The half-accurate depiction of the grotesque (and condemned) Sand Creek tragedy is one thing (director Nelson revels in it), but the rest of the movie is a bad joke. In the leads, Candice Bergen, 23 with hairstyling, costuming and attitude a full century removed from the 1860s, and Peter Strauss, 22, with one prior screen role logged, are so bad they’re pitiful: both would thankfully improve. Their embarrassment is guaranteed by atrocious writing, with stupid comic insertions as wildly out-of-place as the absurd modish dialog. Roy Budd’s energetic score would be okay in a modern day action film, but it’s jarring in a period piece. Only Anderson’s pro work as the hateful officer and that from Donald Pleasence as a merrily corrupt trader (a nonetheless ridiculous segment) have any craft validity. Otherwise, it’s an insulting stinker.
Starts off with a treacly title tune squawked by Buffy Sainte-Marie. Based, not on the historical record, but on “Arrow In The Sun”, a seriocomic novel written by Theodore V. Olsen.

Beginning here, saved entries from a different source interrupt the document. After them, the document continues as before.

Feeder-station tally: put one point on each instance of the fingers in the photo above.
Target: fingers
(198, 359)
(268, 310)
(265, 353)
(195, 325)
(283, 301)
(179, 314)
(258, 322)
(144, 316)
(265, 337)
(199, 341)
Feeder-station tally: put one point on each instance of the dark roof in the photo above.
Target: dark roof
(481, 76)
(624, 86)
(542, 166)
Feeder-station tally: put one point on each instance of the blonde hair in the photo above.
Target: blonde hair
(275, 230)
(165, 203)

Shot in Mexico, with Dana Elcar, Jorge Rivero, James Hampton, Mort Mills, Jorge Russek, Aurora Clavell, Eddie Little Sky. 112 minutes.
* How The West Was Tossed, in 1970, the few good, the numerous bad and the mostly ugly, by box office results—Little Big Man, A Man Called Horse, Chisum, The Cheyenne Social Club, Rio Lobo, Two Mules For Sister Sara, Dirty Dingus Magee, The Ballad Of Cable Hogue, Monte Walsh, Soldier Blue (73rd with a gross of $3,600,000), There Was A Crooked Man…,A Man Called Sledge, Barquero, El Condor, The McMasters, Macho Callahan.